SYSTEM DESIGN MASTERY · TRACK C · MODULE C5 · WEEK 29 OAUTH2 · JWT · MTLS · ZERO-TRUST · SECRETS · OWASP · DDOS

// TRACK C · ADVANCED TOPICS · FINAL MODULE

Security
Architecture

OAUTH2 / OIDC · JWT INTERNALS · MTLS · ZERO-TRUST
SECRETS MANAGEMENT · OWASP TOP 10 · DDOS MITIGATION

OAuth2

AUTH STANDARD

OWASP RISKS

Zero

IMPLICIT TRUST

FINAL MODULE

OAuth2 / OIDC

JWT

mTLS

Zero-Trust

Secrets Mgmt

OWASP Top 10

DDoS / Rate Limit

Authentication vs Authorization

Two separate checks — conflating them is the root cause of access control bugs

Authentication

WHO ARE YOU? PROVE YOUR IDENTITY.

Validates that the caller is who they claim to be. Happens once per session or token issuance.

→ Passwords + MFA
→ OAuth2 tokens
→ mTLS certificates
→ "The user is logged in"

Authorization

WHAT CAN YOU DO? CHECK PERMISSIONS.

Validates that the authenticated caller has permission for this specific action on this specific resource. Happens on every request.

→ RBAC / ABAC / ACLs
→ OAuth2 scopes
→ "User can delete order #123"
→ Must check on EVERY endpoint

Common mistake: checking authentication but not authorization.
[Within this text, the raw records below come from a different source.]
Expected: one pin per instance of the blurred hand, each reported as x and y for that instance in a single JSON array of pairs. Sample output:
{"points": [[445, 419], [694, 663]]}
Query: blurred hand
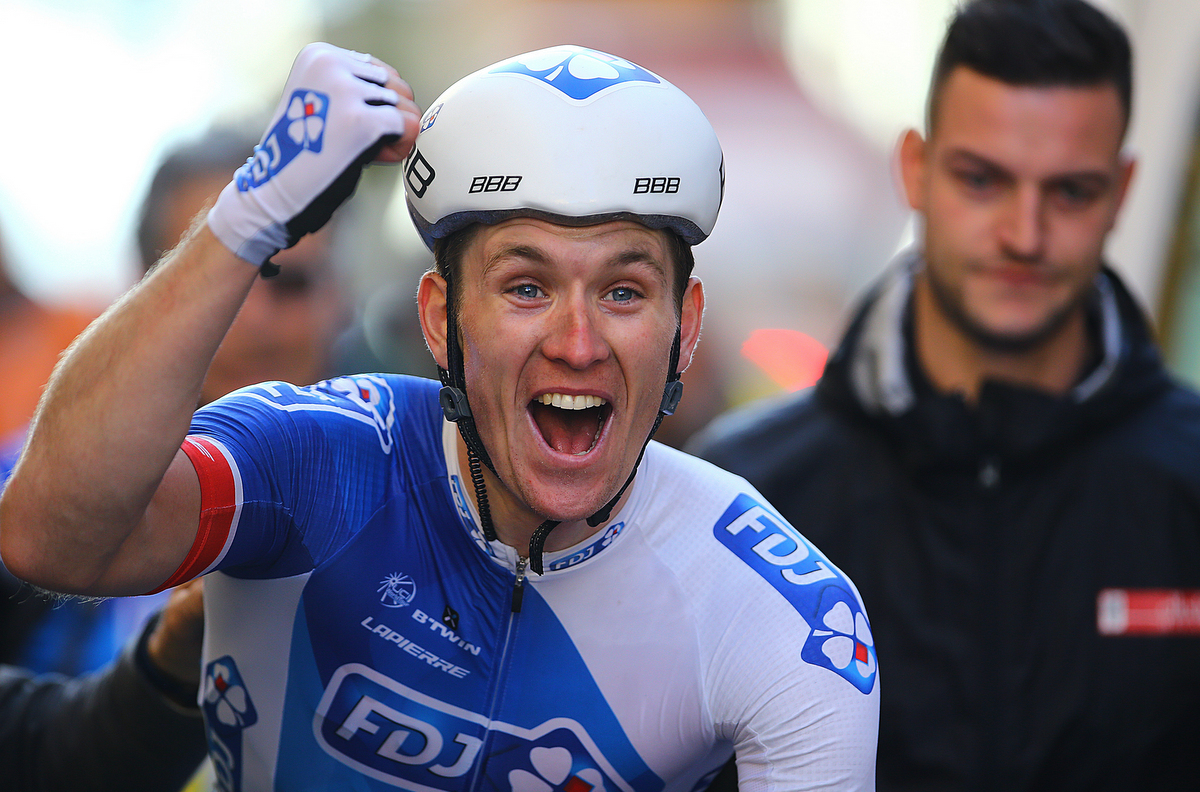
{"points": [[174, 645]]}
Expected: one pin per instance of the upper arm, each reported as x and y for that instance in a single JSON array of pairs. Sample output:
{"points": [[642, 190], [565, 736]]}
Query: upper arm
{"points": [[155, 549]]}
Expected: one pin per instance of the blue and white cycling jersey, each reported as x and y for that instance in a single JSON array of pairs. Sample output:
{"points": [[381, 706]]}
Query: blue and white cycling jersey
{"points": [[363, 635]]}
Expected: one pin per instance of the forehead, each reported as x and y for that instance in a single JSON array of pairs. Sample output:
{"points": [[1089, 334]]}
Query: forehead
{"points": [[580, 246], [1047, 127]]}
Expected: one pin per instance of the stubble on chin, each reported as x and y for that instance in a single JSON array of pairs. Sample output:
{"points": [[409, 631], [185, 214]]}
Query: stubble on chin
{"points": [[952, 305]]}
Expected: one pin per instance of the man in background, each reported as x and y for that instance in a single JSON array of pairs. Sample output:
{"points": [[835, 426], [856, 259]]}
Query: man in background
{"points": [[996, 454], [289, 323]]}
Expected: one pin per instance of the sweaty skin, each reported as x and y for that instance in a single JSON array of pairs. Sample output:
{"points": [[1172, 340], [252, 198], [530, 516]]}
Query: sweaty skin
{"points": [[573, 311]]}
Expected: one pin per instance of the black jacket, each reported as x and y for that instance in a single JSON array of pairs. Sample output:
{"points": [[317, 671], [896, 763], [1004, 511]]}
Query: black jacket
{"points": [[981, 540], [109, 731]]}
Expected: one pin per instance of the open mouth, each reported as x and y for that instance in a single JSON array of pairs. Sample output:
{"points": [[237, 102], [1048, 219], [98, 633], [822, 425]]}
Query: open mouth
{"points": [[570, 424]]}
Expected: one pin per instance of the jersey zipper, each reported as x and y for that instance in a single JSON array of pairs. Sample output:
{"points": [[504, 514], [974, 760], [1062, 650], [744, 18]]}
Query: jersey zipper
{"points": [[502, 671], [519, 585]]}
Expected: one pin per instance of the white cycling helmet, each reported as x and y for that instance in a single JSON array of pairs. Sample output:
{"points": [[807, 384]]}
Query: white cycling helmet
{"points": [[570, 135]]}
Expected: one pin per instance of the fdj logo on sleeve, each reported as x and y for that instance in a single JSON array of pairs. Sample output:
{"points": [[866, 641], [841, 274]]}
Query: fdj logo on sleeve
{"points": [[840, 637], [301, 127], [228, 709]]}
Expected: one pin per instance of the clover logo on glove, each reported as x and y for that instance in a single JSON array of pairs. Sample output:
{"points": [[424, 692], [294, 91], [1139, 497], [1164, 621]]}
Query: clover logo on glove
{"points": [[300, 129]]}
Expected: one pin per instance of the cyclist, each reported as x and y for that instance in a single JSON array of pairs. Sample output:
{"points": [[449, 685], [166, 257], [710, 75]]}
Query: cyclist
{"points": [[373, 622]]}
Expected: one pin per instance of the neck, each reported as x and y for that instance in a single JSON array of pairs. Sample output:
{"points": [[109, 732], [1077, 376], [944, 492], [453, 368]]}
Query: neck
{"points": [[957, 363]]}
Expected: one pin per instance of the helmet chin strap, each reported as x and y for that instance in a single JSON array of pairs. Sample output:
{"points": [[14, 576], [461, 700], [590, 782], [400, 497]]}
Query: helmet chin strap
{"points": [[453, 399]]}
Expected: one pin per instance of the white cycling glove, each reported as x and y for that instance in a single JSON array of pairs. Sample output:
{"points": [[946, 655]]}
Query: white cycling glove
{"points": [[333, 119]]}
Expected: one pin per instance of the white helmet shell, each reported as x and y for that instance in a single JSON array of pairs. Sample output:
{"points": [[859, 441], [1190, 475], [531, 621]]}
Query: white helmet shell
{"points": [[570, 135]]}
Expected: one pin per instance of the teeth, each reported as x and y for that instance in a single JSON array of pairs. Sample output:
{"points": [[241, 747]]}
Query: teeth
{"points": [[565, 401]]}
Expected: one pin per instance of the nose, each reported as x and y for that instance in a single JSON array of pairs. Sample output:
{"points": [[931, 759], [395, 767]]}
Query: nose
{"points": [[1023, 225], [574, 335]]}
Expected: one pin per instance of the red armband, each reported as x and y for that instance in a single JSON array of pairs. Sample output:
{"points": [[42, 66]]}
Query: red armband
{"points": [[220, 507]]}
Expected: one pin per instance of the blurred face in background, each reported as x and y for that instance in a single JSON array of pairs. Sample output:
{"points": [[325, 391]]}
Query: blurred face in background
{"points": [[287, 325], [1018, 189]]}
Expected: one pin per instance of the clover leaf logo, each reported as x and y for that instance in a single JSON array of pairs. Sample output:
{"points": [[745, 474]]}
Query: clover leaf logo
{"points": [[552, 773]]}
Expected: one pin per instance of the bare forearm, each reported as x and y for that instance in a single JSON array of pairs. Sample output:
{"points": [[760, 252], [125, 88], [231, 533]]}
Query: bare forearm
{"points": [[113, 417]]}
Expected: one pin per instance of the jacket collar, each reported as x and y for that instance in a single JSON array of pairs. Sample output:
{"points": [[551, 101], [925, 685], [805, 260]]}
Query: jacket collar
{"points": [[874, 377]]}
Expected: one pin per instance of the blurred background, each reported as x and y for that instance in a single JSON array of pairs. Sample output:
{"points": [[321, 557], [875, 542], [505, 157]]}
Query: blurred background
{"points": [[808, 97]]}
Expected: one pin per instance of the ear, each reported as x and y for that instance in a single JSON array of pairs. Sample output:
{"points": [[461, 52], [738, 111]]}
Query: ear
{"points": [[691, 315], [1128, 166], [431, 306], [911, 154]]}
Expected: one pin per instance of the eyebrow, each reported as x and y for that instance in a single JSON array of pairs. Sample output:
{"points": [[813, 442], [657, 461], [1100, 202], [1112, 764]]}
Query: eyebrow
{"points": [[628, 257], [963, 156]]}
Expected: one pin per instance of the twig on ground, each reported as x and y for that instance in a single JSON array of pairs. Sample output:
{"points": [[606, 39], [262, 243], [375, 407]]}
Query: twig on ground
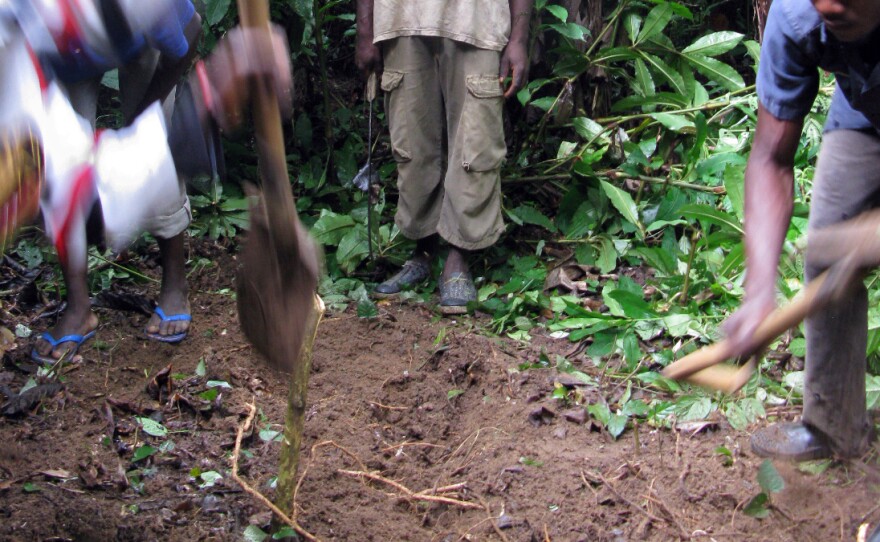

A user who is logged in can call any endpoint — even ones that belong to other users. Always check: (1) is this request authenticated? (2) does this principal have permission for THIS specific resource? Missing step 2 = IDOR (Insecure Direct Object Reference) = OWASP #1.

OAuth2 & OpenID Connect

OAuth2 delegates authorization — OIDC adds identity on top

// AUTHORIZATION CODE + PKCE FLOW — the correct flow for web & mobile

User clicks "Login with Google." App generates code_verifier (random 43–128 chars) and code_challenge = BASE64URL(SHA256(code_verifier)).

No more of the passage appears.